I’ve had some mysterious app crashes today on one of my Blade 3 nodes (blade3n4): The Ceph OSD service (the one, which addresses mass storage on a cluster node; osd0 runs on blade3n4) suddenly disappeared. The latter came right after miop-ep complaining about an unknown IRQ:
[ 5609.295485] miop-ep fe150000.pcie: miop_ep_elbi_int() unknown irq: 100
[ 5620.279945] miop-ep fe150000.pcie: miop_ep_elbi_int() unknown irq: 200
[ 5638.261852] Process 24925(apport) has RLIMIT_CORE set to 1
[ 5638.261871] Aborting core
[ 5638.529445] libceph: osd0 (1)10.20.0.14:6801 socket closed (con state OPEN)
[ 5638.840150] libceph: osd0 (1)10.20.0.14:6801 socket closed (con state V1_BANNER)

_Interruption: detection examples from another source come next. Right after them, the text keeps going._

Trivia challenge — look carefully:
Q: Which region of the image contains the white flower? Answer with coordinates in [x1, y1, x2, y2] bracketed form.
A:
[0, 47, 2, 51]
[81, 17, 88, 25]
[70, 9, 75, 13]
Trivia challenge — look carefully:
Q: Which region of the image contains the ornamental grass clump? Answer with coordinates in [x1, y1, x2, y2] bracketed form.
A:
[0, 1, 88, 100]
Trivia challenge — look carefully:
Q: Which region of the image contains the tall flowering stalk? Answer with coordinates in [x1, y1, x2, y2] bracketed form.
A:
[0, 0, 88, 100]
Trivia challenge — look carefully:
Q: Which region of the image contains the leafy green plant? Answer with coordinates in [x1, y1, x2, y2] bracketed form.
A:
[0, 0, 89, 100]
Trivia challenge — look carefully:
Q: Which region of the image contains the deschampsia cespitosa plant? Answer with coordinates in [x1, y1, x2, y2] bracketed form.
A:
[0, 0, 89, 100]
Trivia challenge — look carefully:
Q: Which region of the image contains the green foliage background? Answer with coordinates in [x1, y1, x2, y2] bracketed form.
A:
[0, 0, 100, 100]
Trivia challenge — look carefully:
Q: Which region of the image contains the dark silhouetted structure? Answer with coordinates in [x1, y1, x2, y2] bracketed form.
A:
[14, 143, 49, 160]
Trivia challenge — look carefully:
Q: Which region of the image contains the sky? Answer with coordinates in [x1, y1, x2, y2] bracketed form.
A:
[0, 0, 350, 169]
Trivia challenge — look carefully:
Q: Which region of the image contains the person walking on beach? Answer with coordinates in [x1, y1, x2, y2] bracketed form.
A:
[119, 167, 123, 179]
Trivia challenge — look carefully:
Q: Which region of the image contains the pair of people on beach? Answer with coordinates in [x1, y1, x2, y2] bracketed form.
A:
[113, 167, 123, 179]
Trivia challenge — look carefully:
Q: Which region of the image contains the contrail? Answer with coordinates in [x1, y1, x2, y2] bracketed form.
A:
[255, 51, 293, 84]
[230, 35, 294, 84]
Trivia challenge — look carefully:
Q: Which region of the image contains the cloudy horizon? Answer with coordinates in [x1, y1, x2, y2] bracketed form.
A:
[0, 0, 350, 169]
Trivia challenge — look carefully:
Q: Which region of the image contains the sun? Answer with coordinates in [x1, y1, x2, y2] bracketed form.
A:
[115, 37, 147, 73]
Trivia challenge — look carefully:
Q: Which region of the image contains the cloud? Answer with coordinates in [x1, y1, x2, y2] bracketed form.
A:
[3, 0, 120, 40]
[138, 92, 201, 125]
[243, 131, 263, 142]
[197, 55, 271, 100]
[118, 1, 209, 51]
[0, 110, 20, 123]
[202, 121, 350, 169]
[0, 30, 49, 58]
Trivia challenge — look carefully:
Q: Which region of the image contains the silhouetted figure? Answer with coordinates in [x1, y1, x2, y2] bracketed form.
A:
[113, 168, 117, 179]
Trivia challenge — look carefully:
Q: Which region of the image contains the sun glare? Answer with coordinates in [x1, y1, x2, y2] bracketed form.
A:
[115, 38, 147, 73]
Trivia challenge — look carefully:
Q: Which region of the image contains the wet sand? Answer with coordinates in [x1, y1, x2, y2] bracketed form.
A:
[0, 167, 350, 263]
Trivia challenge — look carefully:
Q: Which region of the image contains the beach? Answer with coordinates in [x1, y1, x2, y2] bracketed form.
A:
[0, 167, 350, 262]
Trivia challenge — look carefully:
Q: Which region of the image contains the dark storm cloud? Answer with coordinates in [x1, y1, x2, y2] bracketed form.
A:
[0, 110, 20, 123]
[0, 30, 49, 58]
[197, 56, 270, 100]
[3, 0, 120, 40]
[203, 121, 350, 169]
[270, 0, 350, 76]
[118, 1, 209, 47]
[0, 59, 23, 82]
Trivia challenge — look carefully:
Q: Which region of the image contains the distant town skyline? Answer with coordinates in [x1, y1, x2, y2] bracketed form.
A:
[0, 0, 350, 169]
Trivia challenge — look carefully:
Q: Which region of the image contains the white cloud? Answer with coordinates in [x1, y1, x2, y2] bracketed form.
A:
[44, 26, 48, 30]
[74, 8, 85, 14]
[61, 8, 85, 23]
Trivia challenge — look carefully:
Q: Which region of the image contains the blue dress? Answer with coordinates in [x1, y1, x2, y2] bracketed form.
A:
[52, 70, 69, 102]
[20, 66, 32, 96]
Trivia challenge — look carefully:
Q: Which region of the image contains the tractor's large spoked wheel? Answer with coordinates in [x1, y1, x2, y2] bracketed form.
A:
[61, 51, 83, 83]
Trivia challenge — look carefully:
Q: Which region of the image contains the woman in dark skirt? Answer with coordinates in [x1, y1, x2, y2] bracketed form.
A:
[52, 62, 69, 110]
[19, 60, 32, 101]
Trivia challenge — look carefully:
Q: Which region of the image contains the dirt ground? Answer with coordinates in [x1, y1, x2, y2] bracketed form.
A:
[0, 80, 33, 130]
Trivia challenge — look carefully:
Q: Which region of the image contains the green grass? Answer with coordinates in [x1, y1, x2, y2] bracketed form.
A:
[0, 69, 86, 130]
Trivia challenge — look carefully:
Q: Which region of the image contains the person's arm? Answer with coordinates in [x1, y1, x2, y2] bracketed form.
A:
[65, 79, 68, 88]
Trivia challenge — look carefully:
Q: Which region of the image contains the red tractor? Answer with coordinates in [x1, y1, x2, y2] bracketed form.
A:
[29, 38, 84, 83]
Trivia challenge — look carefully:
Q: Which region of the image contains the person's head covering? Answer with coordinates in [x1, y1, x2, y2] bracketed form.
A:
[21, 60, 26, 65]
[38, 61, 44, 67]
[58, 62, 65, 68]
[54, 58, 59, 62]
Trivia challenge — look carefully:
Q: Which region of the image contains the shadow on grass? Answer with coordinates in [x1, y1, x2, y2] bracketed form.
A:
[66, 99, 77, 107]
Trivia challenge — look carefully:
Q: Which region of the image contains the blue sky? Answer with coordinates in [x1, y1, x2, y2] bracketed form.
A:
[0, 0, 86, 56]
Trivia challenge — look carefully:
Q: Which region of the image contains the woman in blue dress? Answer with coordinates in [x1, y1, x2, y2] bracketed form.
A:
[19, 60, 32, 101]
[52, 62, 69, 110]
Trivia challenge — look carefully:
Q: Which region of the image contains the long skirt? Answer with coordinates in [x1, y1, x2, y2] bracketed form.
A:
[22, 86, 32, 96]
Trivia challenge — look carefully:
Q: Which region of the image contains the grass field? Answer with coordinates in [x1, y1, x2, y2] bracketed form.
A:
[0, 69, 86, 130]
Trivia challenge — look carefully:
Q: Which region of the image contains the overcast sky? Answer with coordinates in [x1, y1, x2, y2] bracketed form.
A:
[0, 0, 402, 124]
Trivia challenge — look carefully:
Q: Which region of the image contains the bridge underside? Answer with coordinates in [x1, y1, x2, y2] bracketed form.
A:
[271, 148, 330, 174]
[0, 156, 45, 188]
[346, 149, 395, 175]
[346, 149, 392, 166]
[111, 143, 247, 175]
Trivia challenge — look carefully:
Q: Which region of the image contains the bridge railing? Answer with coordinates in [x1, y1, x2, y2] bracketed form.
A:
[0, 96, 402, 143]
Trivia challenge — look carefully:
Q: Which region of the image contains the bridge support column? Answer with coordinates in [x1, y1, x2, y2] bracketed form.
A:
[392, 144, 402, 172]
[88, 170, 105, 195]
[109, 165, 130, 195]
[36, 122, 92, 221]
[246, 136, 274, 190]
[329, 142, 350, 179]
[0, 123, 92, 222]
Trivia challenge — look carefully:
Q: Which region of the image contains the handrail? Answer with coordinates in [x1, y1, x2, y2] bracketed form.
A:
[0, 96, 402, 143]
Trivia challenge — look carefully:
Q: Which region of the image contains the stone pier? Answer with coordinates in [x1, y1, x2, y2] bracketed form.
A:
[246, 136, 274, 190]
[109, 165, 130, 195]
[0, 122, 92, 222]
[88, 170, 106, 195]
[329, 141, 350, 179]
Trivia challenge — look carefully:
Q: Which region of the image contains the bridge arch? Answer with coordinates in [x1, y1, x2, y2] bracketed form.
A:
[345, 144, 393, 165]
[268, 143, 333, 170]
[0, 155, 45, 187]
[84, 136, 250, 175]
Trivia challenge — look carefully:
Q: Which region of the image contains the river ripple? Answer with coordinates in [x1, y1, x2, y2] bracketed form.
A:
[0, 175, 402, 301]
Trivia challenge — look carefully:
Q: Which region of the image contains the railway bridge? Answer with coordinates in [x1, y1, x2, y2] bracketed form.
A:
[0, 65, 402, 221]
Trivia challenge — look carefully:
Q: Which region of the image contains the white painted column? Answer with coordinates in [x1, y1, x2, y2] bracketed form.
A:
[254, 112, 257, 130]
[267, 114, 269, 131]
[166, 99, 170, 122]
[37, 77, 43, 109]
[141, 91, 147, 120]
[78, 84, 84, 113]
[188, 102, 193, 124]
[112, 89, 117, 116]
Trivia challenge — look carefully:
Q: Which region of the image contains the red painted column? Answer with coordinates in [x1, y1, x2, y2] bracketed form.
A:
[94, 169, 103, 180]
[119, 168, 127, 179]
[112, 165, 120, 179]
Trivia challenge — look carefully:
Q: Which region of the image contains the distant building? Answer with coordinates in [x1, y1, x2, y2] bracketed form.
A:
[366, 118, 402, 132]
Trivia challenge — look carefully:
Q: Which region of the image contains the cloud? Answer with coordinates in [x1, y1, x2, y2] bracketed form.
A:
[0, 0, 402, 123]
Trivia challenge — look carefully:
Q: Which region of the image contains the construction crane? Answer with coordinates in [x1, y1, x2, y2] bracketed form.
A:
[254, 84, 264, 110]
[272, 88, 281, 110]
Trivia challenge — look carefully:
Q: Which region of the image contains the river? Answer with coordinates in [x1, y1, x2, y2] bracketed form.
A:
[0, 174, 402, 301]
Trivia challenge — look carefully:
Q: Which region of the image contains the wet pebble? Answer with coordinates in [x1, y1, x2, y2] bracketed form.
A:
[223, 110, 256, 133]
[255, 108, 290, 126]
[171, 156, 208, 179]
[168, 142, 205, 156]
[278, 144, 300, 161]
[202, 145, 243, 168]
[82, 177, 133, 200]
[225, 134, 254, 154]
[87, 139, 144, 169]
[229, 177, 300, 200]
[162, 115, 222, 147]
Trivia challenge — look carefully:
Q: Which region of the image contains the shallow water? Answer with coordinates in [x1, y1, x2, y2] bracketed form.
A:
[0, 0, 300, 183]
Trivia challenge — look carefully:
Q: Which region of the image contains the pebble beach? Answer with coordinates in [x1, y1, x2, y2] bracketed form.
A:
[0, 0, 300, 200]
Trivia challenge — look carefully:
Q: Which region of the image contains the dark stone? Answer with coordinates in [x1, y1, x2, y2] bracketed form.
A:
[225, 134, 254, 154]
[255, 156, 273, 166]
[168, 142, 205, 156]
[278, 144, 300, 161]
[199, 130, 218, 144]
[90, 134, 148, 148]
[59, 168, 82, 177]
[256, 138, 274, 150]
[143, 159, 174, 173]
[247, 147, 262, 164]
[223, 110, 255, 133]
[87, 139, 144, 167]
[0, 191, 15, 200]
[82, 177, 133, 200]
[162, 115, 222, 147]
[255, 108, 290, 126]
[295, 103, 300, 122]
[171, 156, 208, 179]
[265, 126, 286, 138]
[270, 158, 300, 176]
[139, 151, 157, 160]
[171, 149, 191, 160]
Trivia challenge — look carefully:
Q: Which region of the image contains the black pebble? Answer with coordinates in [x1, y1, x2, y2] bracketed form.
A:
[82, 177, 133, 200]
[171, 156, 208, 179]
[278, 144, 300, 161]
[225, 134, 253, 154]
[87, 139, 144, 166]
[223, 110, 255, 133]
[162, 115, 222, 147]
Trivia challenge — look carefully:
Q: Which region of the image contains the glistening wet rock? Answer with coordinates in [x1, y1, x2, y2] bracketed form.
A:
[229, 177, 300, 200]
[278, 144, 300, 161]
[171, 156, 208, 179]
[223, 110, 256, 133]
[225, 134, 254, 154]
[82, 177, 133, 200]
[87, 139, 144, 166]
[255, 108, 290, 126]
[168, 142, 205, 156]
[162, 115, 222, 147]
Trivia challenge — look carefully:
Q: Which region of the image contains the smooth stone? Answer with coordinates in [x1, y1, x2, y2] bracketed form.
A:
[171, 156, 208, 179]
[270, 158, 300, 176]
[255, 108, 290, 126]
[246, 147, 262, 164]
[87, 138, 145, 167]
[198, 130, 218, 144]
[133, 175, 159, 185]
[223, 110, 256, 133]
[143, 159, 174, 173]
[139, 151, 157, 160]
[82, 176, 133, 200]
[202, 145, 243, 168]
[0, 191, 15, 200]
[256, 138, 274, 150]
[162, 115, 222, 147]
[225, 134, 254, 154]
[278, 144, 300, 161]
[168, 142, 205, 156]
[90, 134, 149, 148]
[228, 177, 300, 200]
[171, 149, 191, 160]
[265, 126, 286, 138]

[ 5639.097072] libceph: osd0 (1)10.20.0.14:6801 socket error on write
[ 5639.177906] libceph (8aad3073-39a1-11f1-bf6e-f2704a1efa9b e8153): osd0 down
A deeper examination of the syslog surfaced quite a long error message with call trace:
[ 5646.164863] WARNING: CPU: 4 PID: 24883 at kernel/time/timer.c:1425 del_timer_sync+0x34/0x5c
[ 5646.164873] Modules linked in: ceph netfs nf_conntrack_netlink xt_nat veth vxlan ip6_udp_tunnel udp_tunnel xt_policy xt_mark xt_bpf xt_conntrack xt_MASQUERADE br_netfilter bridge stp llc xt_set ip_set nft_chain_nat nf_nat nf_conntrack nf_defrag_ipv6 nf_defrag_ipv4 xt_addrtype nft_compat nf_tables overlay qrtr miop_ep(O) miop_ep_net(PO) pcie_ep_rk35(PO) miop_reg(O) binfmt_misc pwm_fan rockchip_canfd can_dev panfrost drm_shmem_helper gpu_sched squashfs sch_fq_codel nvme_fabrics fuse nfnetlink ip_tables ipv6 r8169 dm_mod uio_pdrv_genirq uio
[ 5646.164938] CPU: 4 PID: 24883 Comm: queue44:src Tainted: P W O 6.1.0-1027-rockchip #27
[ 5646.164942] Hardware name: Mixtile Blade 3 (DT)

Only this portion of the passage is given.